Within a few weeks, isolated bilateral hearing loss developed in this 49-year-old man. Nine months later, in June 2000, recurrent fever, arthralgias and severe bilateral nodular scleritis occurred. Oto-neurological examination showed a two-sided sensorineural hearing loss in the high frequency tones, and a unilateral peripheral vestibular deficit with a caloric hyporeflexia on the left side. In November 2000 due to persisting subfebrility, echocardiography revealed a mild aortic insufficiency. The diagnosis of Cogan’s syndrome was finally made, and therapy with oral prednisone was started at a daily dose of 2 mg/kg. While hearing loss improved, fever persisted and the ocular manifestations progressively worsened. Oral cyclophosphamide (2 mg/kg body weight) was added 1 month later. Episcleritis and scleritis then completely resolved within 6 weeks, subsequently prednisone was reduced to 5 mg per day. Although treatment with cyclophosphamide was continued, scleritis recurred in January 2002. Infusion with infliximab 300 mg was started in January 2002, and repeated every 6 weeks. Due to persistent arthralgias leflunomide 20 mg per day was added. Thereafter ocular manifestations completely disappeared and did not recur. Oral prednisone was continuously tapered and discontinued in May 2003. Infliximab dose was increased to 400 mg and the interval was prolonged to 8 weeks. Hearing function remains stable, especially a transient subjective and objective improvement can be seen 1 week after the infusion of infliximab (Fig. 2).

Fig. 2
figure 2

pure tone audiogram in case 2 immediately before and 7 days after infusion of infliximab

Discussion

Cogan’s syndrome is an inflammatory disease of unknown origin. Study results indicate an autoimmune pathogenesis. A decade ago, antibodies against corneal and inner ear tissue have been detected [68]. More recently, antibodies against a peptide-antigen have been found in sera from patients with Cogan’s syndrome. These peptide-antigens share sequence homology with CD148 and connexin 26 that are expressed in the inner ear [6]. In addition, histopathological examination of corneal tissue and cochlea from patients with Cogan’s disease also showed lymphocytic and plasma cell infiltration suggesting a cell-mediated reaction [6, 9].

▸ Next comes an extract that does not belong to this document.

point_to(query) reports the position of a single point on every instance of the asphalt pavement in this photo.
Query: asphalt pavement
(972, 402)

Because hearing loss usually is bilateral and progressive and eventually results in deafness (up to 60%) [9], early treatment is essential. Several publications report that treatment with corticosteroids as mono-therapy may fail, but combination therapy with immunosuppressants such as cyclophosphamide, cyclosporine or methotrexate may lead to favourable outcomes [4, 1013]. However, even in patients with early immunosuppressive treatment, hearing improvements is often incomplete [5]. This may be due to insufficient concentrations of drugs at the affected sites.

As both of our patients did not respond satisfactorily to a combined therapy of oral prednisone and cyclophosphamide, or even relapsed under established treatment, infliximab, a chimeric monoclonal antibody against TNF-α was given. As shown earlier, this anti-inflammatory and immunosuppressive strategy may show rapid and sustained effects in various inflammatory syndromes [13, 14].

Therapy with infliximab was well tolerated in both patients. Although in one patient the interval was extended up to 3 months and immunosuppressive therapy was now stopped for 1 year, no relapse of the Cogan syndrome was observed. In conclusion treatment with the TNF-α inhibitor infliximab appears to be effective in inducing and maintaining remission in patients with therapy-resistant Cogan’s syndrome.